Виктор Сергеевич, Витек, как его все называли, высокий суховатый мужик лет пятидесяти, был в хорошем расположении духа. Из-за приближающегося праздника получку дали на целых два дня раньше.
С Лексеичем и Петром, как обычно, зашли в пельменную. Тамарка, стоя за прилавком в лопающемся на ее фигуре белом халате, в одной руке пряча папиросу, а другую прижав к груди, с жаром, хриплым голосом извинялась: “Клянусь, одно “Каберне”! По-деловому привычно выпили и разошлись. Витьку надо было еще ехать на трамвае.
В такие дни он любил ездить, толкаться среди людей, любил цепляться к пассажирам, разговаривал, шутил.
Иногда, когда нарывался на усталого, сердитого человека, начиналась ругня с обоюдными угрозами: “Давай выйдем!” Но пошуметь Витек умел, на любого мог нагнать страху и тут же, чувствуя, что зашел далеко, начинал съезжать с высоких тонов, улыбался, переходил на вежливость, доходящую до задушевного шепота. Все вокруг облегченно вздыхали, обстановка разряжалась.

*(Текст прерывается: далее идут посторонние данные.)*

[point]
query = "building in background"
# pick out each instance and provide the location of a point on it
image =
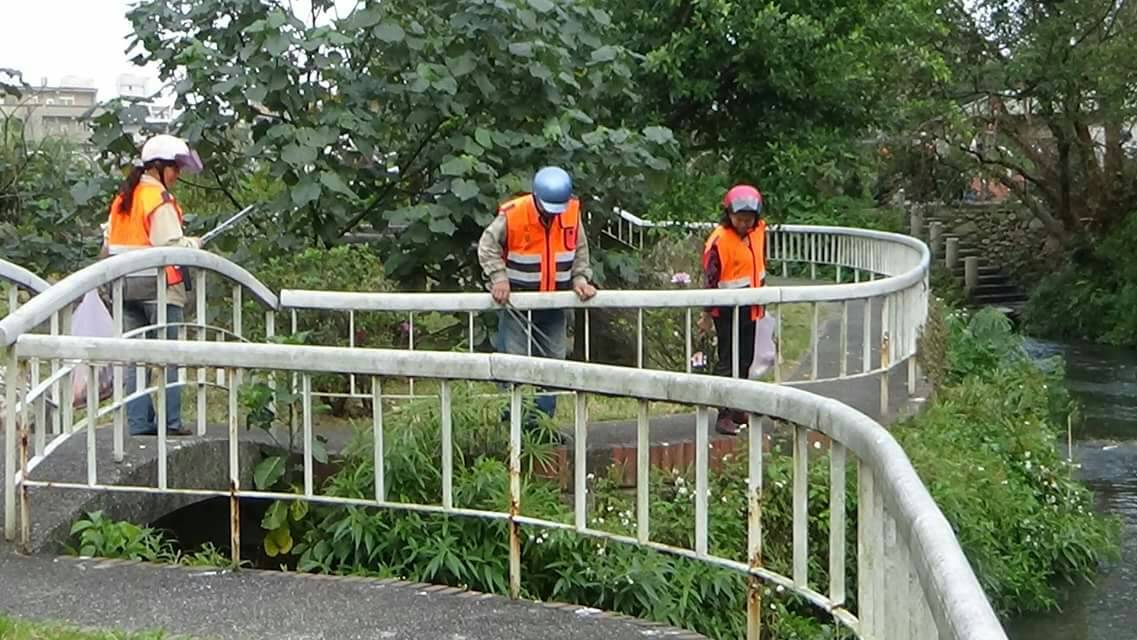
(55, 111)
(159, 109)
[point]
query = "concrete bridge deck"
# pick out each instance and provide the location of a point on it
(217, 604)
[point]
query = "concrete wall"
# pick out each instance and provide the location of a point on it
(1009, 235)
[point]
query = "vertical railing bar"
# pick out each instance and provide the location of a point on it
(754, 528)
(529, 333)
(885, 359)
(41, 416)
(306, 407)
(801, 505)
(515, 491)
(92, 412)
(866, 337)
(588, 337)
(733, 343)
(411, 383)
(845, 339)
(199, 288)
(65, 400)
(642, 474)
(351, 388)
(580, 462)
(687, 337)
(162, 407)
(11, 374)
(639, 338)
(702, 443)
(864, 557)
(56, 415)
(238, 330)
(376, 433)
(447, 447)
(879, 584)
(117, 322)
(837, 480)
(779, 341)
(813, 257)
(814, 341)
(234, 475)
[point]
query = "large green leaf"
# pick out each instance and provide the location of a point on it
(389, 32)
(335, 183)
(267, 472)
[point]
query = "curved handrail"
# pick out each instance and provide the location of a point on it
(101, 273)
(21, 276)
(953, 592)
(681, 298)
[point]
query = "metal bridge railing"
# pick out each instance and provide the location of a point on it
(49, 421)
(912, 579)
(879, 282)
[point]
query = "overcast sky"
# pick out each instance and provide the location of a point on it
(85, 39)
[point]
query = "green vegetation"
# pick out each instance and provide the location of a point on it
(1092, 297)
(13, 629)
(96, 535)
(986, 449)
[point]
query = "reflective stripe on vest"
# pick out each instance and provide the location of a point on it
(131, 231)
(744, 265)
(539, 258)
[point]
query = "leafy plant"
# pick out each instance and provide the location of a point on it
(398, 116)
(98, 535)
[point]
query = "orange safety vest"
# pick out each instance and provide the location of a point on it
(539, 258)
(132, 230)
(744, 265)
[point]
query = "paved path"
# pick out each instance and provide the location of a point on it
(250, 605)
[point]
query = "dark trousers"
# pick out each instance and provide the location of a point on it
(724, 330)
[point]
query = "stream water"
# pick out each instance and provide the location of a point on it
(1104, 381)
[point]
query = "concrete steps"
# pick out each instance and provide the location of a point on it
(994, 288)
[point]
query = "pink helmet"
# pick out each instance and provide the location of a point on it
(743, 198)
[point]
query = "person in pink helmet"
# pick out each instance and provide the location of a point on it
(733, 257)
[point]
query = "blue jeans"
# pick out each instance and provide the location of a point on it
(513, 338)
(141, 417)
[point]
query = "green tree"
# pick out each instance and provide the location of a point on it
(782, 93)
(408, 116)
(1047, 92)
(49, 214)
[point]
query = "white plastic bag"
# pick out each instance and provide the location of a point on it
(91, 318)
(764, 351)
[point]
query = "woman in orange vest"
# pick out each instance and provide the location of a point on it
(733, 257)
(144, 214)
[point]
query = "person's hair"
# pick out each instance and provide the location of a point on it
(126, 190)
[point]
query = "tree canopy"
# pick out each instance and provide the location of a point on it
(403, 115)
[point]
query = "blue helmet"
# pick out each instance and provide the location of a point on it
(553, 190)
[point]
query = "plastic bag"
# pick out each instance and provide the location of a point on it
(91, 318)
(764, 351)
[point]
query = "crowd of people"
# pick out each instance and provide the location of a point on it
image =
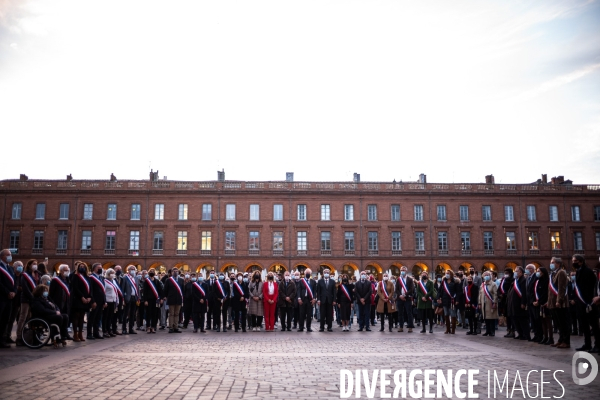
(116, 302)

Но чаще бывало так, что ему подыгрывали, отвечали шуткой, смеялись. Витек очень любил, войдя в вагон, вцепиться в кого-нибудь взглядом, протиснуться ближе и начать громко задавать “каверзные” вопросы. “Ну, вот вы, вы, товарищ, знаете, что такое парсек?” “Товарищ” поначалу недоумевал. Витек с ухмылкой “Да где уж!” оглядывал рядом стоящих и сидящих людей. “Так, – продолжал он, загибая скрюченный палец, – а какова длина великой русской реки Волги? Что? не слышу!”– тут же говорил он, вытянув шею и наклонив голову, как бы вслушиваясь в ответ. “Далее, что обозначает знак диез? А кто мне ответит, из чего делают витамин С?”
Вопросы сыпались без пауз, как будто бы он заранее знал, что никто не ответит. Да и невозможно ответить, надо быть академиком, а они в трамваях не ездят. При этом он победно переводил вопросительный взгляд с одного лица на другое, поворачиваясь в разные стороны, изгибаясь и наклоняясь, стараясь вовлечь в свой опрос как можно больше людей.
Ему улыбались. Кто отшучивался, кто отворачивался. Иногда спрашивали у него: “А сам-то ты знаешь?” Витек резко, по-птичьи оборачивался на голос и, поджав губы, угрожающе с прищуром выискивал “нахала”, пока другая реплика не привлекала его внимания.
Постепенно все выходили. Витек остывал, но все же искал случая “выступить”. И сейчас, увидев старушку, которая направлялась к выходу с большой коробкой, он участливо спросил: “Не уронишь?” И услышав от нее: “Да нет, милок,” – строго резанул: “Не вздумай!”